Anti-citrullinated α-enolase peptide as a highly sensitive autoantigen in patients with rheumatoid arthritis
Fu-Chiang Yeh,
Juin-Hong Cherng,
Shu-Jen Chang,
Wei-Ting Huang,
Hsiang-Cheng Chen
Affiliations
Fu-Chiang Yeh
Division of Rheumatology/Immunology/Allergy, Department of Medicine, Tri-Service General Hospital, National Defense Medical Center, Taipei, 114, Taiwan
Juin-Hong Cherng
Graduate Institute of Life Sciences, National Defense Medical Center, Taipei, 114, Taiwan; Department and Graduate Institute of Biology and Anatomy, National Defense Medical Center, Taipei, 114, Taiwan; Department of Biomedical Engineering, Chung Yuan Christian University, Taoyuan, 320, Taiwan
Shu-Jen Chang
Department and Graduate Institute of Biology and Anatomy, National Defense Medical Center, Taipei, 114, Taiwan
Wei-Ting Huang
Department of Biomedical Engineering, Chung Yuan Christian University, Taoyuan, 320, Taiwan
Hsiang-Cheng Chen
Division of Rheumatology/Immunology/Allergy, Department of Medicine, Tri-Service General Hospital, National Defense Medical Center, Taipei, 114, Taiwan; Graduate Institute of Medical Sciences, National Defense Medical Center, Taipei, 114, Taiwan; Corresponding author. Division of Rheumatology/Immunology/Allergy, Department of Medicine, Tri-Service General Hospital, National Defense Medical Center, Taipei 114, Taiwan.
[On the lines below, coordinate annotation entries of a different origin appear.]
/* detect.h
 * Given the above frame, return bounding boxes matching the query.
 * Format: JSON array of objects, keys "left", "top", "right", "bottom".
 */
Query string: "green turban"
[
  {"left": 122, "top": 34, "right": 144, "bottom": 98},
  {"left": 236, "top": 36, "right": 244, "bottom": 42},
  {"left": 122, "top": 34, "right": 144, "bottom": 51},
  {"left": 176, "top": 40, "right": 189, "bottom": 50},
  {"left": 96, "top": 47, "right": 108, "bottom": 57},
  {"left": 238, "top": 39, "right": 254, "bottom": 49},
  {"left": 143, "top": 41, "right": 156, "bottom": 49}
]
Rheumatoid arthritis (RA) is the most common autoimmune rheumatic disease in Taiwan. Anti-cyclic citrullinated peptide (anti-CCP) assay is widely used for RA diagnosis; however, not all anti-CCPs are detectable in RA-joint lesions. Citrullinated α-enolase peptide (CEP), which has a unique immunodominant epitope, can be detected in synovial fluid. Here, we aimed to evaluate the potential of anti-CEP as a serologic marker for the early diagnosis of RA and a prognostic predictor of joint destruction. We also determined the association of single-nucleotide polymorphisms (SNPs) in genes with the serological status and clinical characteristics of RA. Clinical records of 30 patients with RA were collected, and their serum and DNA samples were evaluated using enzyme-linked immunosorbent assay (ELISA) and SNP cross-reaction analysis. A considerable amount of anti-CEP was detected in patients with RA, a trend similar to that of anti-CCP. Moreover, anti-CEP was considerably associated with the protein-arginine deiminase type-2 SNP rs1005753.